How can we trust anything Sen. Jeff Klein, IDC say?

Posted

(re: “Rogue Democrats disband, but some question motives,” April 12)

Now that there is a supposed agreement to unite the Democrats in the New York state senate, the apologists for Jeff Klein’s Independent Democratic Conference claim there is no need for Democratic primary challenges to IDC members, since the IDC has been dissolved. 

Can we have confidence the agreement will hold up?

Well, there is no enforcement provision in the agreement. If an IDC member wins a primary, there is absolutely nothing preventing that member from again leaving the Democrats the day after the primary, or on the first day the new legislature convenes.

Let’s look at the record. In 2014, a previous unity agreement was negotiated by Bill de Blasio. It was broken by the IDC. They did not unite.

This new agreement replaces a previous version which was supposed to come after the special elections take place on April 24. A key provision of that accord was that the leader of the Democrats, Andrea Stewart-Cousins, was to be included in the budget negotiations with Jeff Klein. 

It never happened, and Klein did not speak out against her exclusion.

The new agreement has already been violated. The IDC said they are now dissolved, but after they claim to have disbanded, they held a pricey fundraiser for themselves. They are not giving the funds they raised to the Democratic State Senate Campaign Committee. 

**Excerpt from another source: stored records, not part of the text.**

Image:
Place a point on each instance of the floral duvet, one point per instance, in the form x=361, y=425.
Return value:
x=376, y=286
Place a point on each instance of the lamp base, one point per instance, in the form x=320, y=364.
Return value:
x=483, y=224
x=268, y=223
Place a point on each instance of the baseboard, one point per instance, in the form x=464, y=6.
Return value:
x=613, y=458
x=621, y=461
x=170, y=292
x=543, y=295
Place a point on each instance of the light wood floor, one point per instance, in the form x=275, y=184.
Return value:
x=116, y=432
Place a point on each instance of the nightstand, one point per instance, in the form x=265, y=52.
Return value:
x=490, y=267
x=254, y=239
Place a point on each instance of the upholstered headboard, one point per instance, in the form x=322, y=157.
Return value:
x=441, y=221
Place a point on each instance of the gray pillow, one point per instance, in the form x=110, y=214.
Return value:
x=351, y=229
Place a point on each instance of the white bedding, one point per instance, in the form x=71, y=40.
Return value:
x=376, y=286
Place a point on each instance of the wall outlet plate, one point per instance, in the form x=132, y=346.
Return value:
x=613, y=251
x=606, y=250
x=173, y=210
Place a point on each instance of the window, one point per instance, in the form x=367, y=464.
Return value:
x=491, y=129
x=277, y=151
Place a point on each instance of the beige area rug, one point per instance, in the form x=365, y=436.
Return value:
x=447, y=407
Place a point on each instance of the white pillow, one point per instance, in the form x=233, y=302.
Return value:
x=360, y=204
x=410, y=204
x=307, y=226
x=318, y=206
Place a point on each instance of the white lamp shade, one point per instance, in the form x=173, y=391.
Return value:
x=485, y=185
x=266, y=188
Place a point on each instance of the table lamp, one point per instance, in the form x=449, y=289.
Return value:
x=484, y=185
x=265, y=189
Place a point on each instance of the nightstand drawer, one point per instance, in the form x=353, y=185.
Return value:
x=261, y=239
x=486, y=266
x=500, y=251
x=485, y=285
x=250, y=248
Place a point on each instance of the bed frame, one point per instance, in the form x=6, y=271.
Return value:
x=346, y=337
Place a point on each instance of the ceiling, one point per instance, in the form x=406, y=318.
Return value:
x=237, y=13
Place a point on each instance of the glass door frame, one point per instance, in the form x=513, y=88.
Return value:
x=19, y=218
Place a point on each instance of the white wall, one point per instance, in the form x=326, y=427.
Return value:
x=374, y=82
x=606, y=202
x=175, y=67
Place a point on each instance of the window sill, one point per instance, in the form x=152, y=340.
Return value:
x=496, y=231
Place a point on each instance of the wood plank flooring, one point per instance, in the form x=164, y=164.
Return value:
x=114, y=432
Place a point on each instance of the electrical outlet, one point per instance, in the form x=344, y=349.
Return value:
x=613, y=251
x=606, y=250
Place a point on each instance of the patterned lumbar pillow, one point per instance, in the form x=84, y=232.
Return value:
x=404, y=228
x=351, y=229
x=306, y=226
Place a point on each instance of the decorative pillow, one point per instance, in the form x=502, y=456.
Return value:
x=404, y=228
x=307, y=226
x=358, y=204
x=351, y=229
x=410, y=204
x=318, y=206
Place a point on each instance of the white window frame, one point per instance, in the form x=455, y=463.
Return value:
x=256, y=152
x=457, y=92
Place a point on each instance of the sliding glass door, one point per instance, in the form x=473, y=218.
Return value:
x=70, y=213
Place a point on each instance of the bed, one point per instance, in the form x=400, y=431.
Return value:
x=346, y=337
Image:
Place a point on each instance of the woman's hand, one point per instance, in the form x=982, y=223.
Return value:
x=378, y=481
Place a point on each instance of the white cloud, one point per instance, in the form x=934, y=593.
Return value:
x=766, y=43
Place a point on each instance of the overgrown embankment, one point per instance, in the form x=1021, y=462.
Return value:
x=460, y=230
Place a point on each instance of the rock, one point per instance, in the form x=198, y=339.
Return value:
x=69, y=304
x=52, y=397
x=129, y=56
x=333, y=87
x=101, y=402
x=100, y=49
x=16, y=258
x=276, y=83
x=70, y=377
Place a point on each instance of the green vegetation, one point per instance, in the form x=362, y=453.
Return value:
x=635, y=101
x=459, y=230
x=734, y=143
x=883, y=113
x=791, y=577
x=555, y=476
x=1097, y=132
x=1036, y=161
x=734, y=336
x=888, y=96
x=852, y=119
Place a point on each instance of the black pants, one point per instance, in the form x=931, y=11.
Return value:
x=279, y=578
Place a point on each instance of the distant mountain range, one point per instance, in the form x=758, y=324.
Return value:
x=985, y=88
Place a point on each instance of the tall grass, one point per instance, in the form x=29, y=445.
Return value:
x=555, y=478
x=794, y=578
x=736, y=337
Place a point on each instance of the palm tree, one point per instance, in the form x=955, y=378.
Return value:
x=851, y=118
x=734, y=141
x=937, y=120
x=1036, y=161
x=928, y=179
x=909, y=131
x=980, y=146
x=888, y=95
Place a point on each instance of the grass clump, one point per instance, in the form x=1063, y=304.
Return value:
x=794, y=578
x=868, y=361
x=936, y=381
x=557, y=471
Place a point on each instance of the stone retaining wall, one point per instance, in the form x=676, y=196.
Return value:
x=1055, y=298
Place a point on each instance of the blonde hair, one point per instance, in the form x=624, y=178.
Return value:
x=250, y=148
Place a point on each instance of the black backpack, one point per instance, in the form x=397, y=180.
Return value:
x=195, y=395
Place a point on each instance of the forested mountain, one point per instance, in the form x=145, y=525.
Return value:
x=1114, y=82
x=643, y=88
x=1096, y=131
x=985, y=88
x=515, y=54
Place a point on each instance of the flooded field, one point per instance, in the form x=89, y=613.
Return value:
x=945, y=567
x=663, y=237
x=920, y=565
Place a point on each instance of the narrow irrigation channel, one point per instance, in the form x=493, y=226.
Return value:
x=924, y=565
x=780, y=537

If the group no longer exists, why is it raising funds for itself?

Can we trust Jeff Klein to be honest with us? Well, in the past, Jeff Klein never warned prospective voters that, although he was running as a Democrat, he planned to violate one of the oldest norms in American government and voted to put the Republicans in charge of the senate instead of his own party.

An honest campaign commercial featuring that bit of news would have lost him a lot of primary votes. 

If your first action when the legislature convenes is going to be putting the Republicans in charge, wouldn’t the honest thing be to simply run as a Republican rather than a Democrat?

Then there are all those people who cared enough about an issue that they contacted Sen. Klein to advocate for a bull by phoning his office, or by sending him a letter, or an email, or by gathering together with others to meet with him. Such folks were frequently told Klein supported their bill — maybe even would sign on as a co-sponsor.

They were never told that their bill had absolutely no chance of passing, because Klein and the IDC voted to make Republican John Flanagan the majority leader of the senate, and Flanagan was going to make sure that bill you care about so much would never get a vote, so it can never become the law.

If you have taken an action which makes it impossible to pass a bill, wouldn’t the honest thing be to tell that to those advocating for that bill?

Can we trust Jeff Klein? Can we have confidence this agreement will hold up?

The author is a member of Concerned Citizens for Change.